I'm going to necrobump this thread. The TS1000 was my first computer; I was in my early 20's with a wife and a baby. The low price made it possible for me to possess a machine with the same CPU that I had coveted in the TRS-80 four or five years earlier. Today, I can reminisce about my first experiences with a microcomputer using the EightyOne emulator, or the online version in Javascript, the JtyOne.

 

Sure, the TS1000/ZX81 had no exclamation mark, so the closest you could get to "Hello World!" was, "Hello World?". But my interest in this little machine was analogous to model railroading; the TS1000 was like a model of a real computer. For learning programming in BASIC, it was perfect. All of the keywords were right there on the keyboard in front of you; and you entered keywords with a single button-press. The cursor prompt would switch between "K" for "Keyword", and "L" for "Letter" automatically, so it helped you learn the rules of the language.

 

It was easy for the ROM BASIC interpreter to tokenize the keywords, because they were coded in the upper 128 bytes of the character codes. This saved memory space so for BASIC programming, with the 16k RAM pack, it was plenty. This strategy also made it easy for Sinclair's BASIC to have syntax checking.

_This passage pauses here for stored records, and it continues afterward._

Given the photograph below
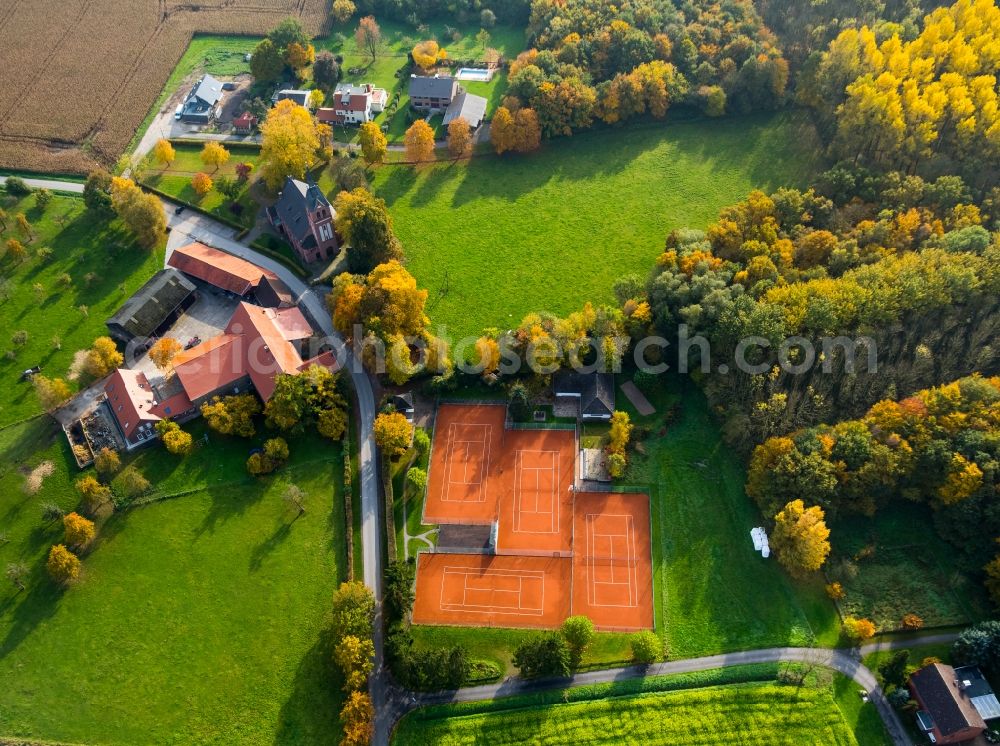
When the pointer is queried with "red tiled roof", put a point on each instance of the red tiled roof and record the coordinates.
(208, 367)
(218, 268)
(327, 115)
(131, 399)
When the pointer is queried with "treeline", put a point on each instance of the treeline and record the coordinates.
(916, 274)
(593, 60)
(929, 101)
(940, 446)
(513, 12)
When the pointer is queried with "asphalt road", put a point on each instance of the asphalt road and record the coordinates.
(390, 703)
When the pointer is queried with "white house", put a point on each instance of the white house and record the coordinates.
(354, 104)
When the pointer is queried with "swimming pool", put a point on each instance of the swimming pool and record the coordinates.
(474, 73)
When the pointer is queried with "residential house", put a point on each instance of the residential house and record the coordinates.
(200, 105)
(593, 394)
(304, 216)
(256, 346)
(153, 307)
(468, 107)
(219, 268)
(245, 124)
(954, 702)
(291, 94)
(432, 94)
(354, 104)
(137, 408)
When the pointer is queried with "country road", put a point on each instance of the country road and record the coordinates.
(390, 702)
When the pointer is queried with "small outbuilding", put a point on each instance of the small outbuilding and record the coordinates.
(468, 107)
(593, 393)
(952, 702)
(200, 105)
(153, 307)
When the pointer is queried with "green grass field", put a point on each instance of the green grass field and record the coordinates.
(202, 618)
(743, 705)
(175, 181)
(104, 267)
(495, 238)
(714, 593)
(896, 564)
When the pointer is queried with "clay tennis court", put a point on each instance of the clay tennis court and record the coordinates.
(464, 469)
(557, 552)
(492, 590)
(612, 568)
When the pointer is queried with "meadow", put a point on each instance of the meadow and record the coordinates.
(174, 180)
(896, 564)
(714, 593)
(96, 70)
(495, 238)
(104, 267)
(199, 618)
(744, 705)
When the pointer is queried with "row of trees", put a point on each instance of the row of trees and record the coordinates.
(354, 654)
(940, 446)
(902, 103)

After writing a line of code and pressing New Line/Enter, if you had used a keyword in an incorrect way, or forgotten the closing quotes for a PRINT statement, a small black box with a white letter "S" for "Syntax" would appear in the line of code at the location of the offense, ready for correction.

 

Additionally, as you entered lines of code, if you realized you'd done something wrong in one of the lines above, you could press the down-arrow key to move a pointer down to the line you were interested in, then press the "Edit" key (Shift-1) to bring that line of code down to the editing line. Most other BASIC computers of the day required you to retype the entire line to correct it. Oh, and one more thing about Sinclair's quirky character set; it was set up so after the numbers 6,7,8,9 it went right into the letters A,B,C,D,E...  ...so converting decimal numbers to hexadecimal was trivial; just use the CHR$ function and add "28" (0) to the number. Here's the conversion of a byte (High and Low Nibble) in just four lines of code:

 

410 LET N=I
420 LET H=INT (N/16)
430 LET L=N-(H*16)
440 LET H$=CHR$ (H+28) +CHR$ (L+28)

 

The one thing I really wish had been done, was if Sinclair built a similar machine, but with a built-in assembler instead of BASIC. They could have put all of the Z80 assembly keywords on the keyboard the way they did it for BASIC (each button could have up to five functions assigned to it). They could have announced it as the "ZX81 Master System" for hobbyists wanting to learn Assembly Language programming. I think the reason they didn't think to do this, was that computers were so new and the public so uninformed, it would have been upsetting to people who bought the "Master System" thinking it must be the superior machine, but then realized that Assembly Language is not nearly as friendly as a starter language as BASIC.